500 Hats
This weekend I checked out two books that I had checked out of the school library in 1953 or so. I enjoyed these stories when I was a child, and I checked them out to read them again. They are Dr. Seuss' "500 Hats of Bartholomew Cubbins" and "Bartholomew Cubbins and the Oobleck". 500 Hats is a story of how this young man was shopping, and had to take his hat off before the King, but couldn't because every time he would take off a hat, another one would come on his head. This reminds me of a computer program gone wrong; in particular, one that gets a hat object creation caught in an infinite loop. A review said this story represented creativity, but was Bartholomew actually creating the hats? Or maybe it reflects the non-determinacy of creative impulses - the bigger and better hats near the end represents a burst of inspiration that Bartholomew had no control over. I simply enjoyed it because of the absurdity of the idea; another example would be the Queen in Alice in Wonderland trying to chop off the head of the Cheshire Cat when only a cat head was shown suspended in air.

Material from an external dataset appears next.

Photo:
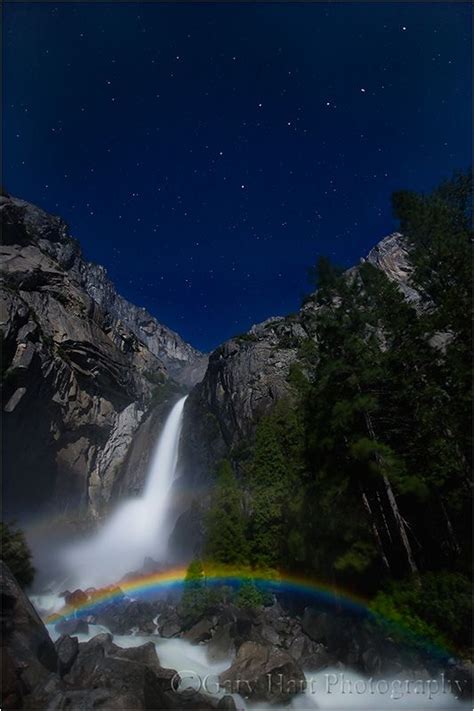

The Oobleck story had great visual imagery. As a child I dreamed and imagined several times the idea of a storm of green football-sized gooey hail falling. To me it is a story about boredom. Why must it rain and snow all the time? Why can't it oobleck? Why are there traffic jams all the time when I go to work? Why can't I put on a jet pack and fly? Why are the colors red, yellow, green, blue, purple, white, black, and orange? Can't it be palist once in a while? Maybe this story says that our imagination exceeds the capacity of our world to handle it. Still, we need imagination to give us what we have today. Why couldn't I have a typewriter in which I can untype letters that I typed wrong and type in the right ones, or, better still, a typewriter that will correct the spelling of a word I misspelled? Sounded pretty farfetched in 1960, when I learned how to type. Yet today I am typing on such a machine. Still, the story says that if you get things different once in a while, it may not turn out too well, as with oobleck. The King apologized for coming up with the idea. But why blame him? He just wanted something different; he certainly did not want green goo gumming up his whole Kingdom.